Sources of XVII century mention that in east Prussia live real west Lithuanians having their pagan cult and traditions the same as in Great Lithuania, so the only possible variantion of Patrimpas could be Žemininkas, who is often replaced by sky god (similar to Christian). Despite this V. Toporov pointed that there is possibility that Žemininkas/Žemėpatis is Pats of Žemė (Husband of Earth, like Dyeus Pater and etc...), A. J. Greimas points that Patrimpas (similar to Žemininkas, Žemėpatis, Dimstipatis) is the same as Andojas, Numadievis (*Nunadėjas), G. Beresnevičius points that Andojas is sky god from aethiological and mythological sagas. So, these theories and researches let us believe, that cult of Patrimpas-kind god with his mediators - grassnakes exists in XVII ct. East Prussia, and why this shouldn't exist in mid 18th century?

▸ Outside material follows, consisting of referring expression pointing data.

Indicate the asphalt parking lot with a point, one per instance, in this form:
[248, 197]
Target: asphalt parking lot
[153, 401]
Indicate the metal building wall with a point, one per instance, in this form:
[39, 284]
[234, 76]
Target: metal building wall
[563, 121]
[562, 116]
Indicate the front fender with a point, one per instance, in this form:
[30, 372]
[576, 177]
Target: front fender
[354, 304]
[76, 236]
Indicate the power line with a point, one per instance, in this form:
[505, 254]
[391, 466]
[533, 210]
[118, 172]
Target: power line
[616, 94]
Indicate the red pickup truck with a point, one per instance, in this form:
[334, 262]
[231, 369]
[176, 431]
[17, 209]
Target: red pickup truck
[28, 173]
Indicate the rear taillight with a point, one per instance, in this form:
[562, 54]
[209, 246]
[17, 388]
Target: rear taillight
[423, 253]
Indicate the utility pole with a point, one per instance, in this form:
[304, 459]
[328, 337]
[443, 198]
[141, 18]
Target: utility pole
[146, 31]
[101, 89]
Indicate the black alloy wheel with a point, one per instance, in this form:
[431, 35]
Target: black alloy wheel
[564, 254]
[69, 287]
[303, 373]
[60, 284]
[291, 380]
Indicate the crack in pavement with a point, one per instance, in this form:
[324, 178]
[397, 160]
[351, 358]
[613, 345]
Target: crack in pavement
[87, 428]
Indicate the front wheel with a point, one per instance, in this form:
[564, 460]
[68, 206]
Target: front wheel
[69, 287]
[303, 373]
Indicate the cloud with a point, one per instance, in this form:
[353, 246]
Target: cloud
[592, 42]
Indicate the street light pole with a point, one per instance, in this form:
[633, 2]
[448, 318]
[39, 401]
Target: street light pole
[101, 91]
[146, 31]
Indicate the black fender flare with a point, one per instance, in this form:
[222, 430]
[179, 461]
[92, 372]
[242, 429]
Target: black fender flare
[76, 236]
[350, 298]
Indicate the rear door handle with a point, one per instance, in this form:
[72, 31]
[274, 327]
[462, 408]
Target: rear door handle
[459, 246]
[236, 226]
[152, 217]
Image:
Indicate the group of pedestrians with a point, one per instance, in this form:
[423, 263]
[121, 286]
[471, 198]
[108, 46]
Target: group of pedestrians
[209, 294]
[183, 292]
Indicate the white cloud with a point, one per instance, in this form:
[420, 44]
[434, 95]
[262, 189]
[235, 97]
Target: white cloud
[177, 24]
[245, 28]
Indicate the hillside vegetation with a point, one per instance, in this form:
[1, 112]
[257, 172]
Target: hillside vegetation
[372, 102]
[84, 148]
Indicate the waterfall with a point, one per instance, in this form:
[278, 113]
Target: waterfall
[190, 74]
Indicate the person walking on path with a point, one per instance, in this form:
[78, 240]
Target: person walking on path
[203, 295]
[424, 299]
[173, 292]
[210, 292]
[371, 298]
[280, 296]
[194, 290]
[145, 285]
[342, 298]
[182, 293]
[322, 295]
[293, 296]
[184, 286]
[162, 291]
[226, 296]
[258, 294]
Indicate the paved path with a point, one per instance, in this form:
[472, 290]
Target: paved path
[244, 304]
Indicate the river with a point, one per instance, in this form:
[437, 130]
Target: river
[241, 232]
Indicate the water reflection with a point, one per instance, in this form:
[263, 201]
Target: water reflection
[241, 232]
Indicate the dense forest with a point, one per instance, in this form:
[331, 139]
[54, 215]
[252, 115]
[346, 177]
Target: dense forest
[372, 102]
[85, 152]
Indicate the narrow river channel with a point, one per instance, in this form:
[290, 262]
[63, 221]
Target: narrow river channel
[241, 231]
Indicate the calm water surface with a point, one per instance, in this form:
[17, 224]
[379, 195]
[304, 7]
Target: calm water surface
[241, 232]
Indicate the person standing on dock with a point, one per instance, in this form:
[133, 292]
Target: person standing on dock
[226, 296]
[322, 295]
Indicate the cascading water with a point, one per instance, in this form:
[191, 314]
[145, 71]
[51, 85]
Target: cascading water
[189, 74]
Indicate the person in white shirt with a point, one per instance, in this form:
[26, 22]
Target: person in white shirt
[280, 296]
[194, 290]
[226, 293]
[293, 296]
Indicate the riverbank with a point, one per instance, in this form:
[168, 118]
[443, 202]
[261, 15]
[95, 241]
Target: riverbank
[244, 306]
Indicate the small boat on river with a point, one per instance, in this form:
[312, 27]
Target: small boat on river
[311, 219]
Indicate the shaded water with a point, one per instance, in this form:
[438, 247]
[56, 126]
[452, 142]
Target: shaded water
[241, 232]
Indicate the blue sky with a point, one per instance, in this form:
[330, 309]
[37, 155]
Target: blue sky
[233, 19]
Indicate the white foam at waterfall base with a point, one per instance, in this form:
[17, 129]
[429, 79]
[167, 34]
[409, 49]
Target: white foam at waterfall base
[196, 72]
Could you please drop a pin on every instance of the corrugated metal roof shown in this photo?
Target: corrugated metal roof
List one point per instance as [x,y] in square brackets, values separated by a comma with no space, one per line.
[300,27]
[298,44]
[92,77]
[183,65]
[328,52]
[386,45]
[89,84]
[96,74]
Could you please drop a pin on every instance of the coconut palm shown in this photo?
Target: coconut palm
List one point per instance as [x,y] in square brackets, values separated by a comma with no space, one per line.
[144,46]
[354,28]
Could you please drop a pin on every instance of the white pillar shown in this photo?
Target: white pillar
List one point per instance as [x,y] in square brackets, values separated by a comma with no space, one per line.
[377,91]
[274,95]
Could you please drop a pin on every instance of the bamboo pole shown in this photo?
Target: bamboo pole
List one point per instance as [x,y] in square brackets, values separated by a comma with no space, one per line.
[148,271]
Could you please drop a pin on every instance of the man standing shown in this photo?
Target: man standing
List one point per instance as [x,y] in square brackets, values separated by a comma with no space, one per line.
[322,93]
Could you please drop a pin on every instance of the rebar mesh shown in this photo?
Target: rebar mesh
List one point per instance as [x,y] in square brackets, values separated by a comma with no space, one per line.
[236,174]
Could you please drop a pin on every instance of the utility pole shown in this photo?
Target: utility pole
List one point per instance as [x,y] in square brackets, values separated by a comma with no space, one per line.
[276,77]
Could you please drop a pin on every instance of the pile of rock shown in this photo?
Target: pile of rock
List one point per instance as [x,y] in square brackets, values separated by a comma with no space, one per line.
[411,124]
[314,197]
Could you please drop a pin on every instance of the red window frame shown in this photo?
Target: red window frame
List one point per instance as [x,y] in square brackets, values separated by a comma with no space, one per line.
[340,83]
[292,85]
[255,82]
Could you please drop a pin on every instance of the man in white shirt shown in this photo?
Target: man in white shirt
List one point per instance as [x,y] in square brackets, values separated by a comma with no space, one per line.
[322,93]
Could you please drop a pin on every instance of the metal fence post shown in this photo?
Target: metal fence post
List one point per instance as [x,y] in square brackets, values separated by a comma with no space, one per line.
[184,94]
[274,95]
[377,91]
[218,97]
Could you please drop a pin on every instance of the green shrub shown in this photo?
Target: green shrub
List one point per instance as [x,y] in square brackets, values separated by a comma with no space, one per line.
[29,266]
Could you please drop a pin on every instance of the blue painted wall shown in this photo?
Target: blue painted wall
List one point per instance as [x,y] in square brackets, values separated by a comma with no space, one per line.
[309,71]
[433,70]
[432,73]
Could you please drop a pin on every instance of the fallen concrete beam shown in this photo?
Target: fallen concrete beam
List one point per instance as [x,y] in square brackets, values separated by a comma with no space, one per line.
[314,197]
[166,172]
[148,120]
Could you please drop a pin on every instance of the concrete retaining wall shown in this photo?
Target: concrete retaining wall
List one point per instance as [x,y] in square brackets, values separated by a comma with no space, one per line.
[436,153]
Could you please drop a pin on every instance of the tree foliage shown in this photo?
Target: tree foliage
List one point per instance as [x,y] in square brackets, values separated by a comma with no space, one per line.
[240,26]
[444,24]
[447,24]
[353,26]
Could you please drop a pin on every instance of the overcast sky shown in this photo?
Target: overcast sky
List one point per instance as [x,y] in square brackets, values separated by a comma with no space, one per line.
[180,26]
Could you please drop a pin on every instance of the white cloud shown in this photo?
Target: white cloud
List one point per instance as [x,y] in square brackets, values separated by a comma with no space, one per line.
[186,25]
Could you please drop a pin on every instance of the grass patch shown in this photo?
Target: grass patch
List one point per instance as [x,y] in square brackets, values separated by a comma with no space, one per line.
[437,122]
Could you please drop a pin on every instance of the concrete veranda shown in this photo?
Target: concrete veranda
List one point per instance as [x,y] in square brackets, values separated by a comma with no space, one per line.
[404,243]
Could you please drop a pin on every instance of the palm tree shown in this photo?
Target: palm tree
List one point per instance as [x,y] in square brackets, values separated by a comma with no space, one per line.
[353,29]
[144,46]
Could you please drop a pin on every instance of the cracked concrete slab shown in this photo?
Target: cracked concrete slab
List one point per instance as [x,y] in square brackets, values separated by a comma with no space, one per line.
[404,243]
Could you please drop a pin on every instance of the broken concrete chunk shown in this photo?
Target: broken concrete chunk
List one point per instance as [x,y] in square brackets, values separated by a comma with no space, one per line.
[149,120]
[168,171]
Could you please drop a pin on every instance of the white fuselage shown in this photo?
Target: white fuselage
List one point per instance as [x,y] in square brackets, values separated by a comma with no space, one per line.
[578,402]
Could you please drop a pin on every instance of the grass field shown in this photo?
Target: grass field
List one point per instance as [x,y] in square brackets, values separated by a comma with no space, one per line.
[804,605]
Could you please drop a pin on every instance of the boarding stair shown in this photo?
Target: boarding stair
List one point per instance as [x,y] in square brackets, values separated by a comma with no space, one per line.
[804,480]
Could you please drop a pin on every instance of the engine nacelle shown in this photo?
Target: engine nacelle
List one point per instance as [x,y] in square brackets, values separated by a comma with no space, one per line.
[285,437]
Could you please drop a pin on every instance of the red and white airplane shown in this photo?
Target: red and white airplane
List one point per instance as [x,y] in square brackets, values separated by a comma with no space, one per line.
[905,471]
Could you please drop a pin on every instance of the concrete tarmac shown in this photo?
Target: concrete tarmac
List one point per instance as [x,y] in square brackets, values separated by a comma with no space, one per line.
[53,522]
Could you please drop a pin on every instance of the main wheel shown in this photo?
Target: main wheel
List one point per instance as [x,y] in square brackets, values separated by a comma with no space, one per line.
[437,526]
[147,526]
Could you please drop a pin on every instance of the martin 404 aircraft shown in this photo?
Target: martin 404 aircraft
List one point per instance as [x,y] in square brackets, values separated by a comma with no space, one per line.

Facts of Lithuanian ethnography show cult of non-christian agrarian sky god/demiurge cult in XIX-XXth. ct. Lithuania among peasants. Peasants interpret him as Christian god, but mythological contenct, functions, appearance in home rituals, even content and structure of prayers show that it is archaic Baltic folklore deity, who was not imported by Christianity, but just actualized by Christianity, as N. Vėlius points.
So, there is big possibility that you see on the ring god who belongs to Patrimpas category and is close to Christian god, because of Christian god syncretism with Žemėpatis (it is called Dievas in folk-sagas). Probably he inherited symbolical features as grain crown and youth.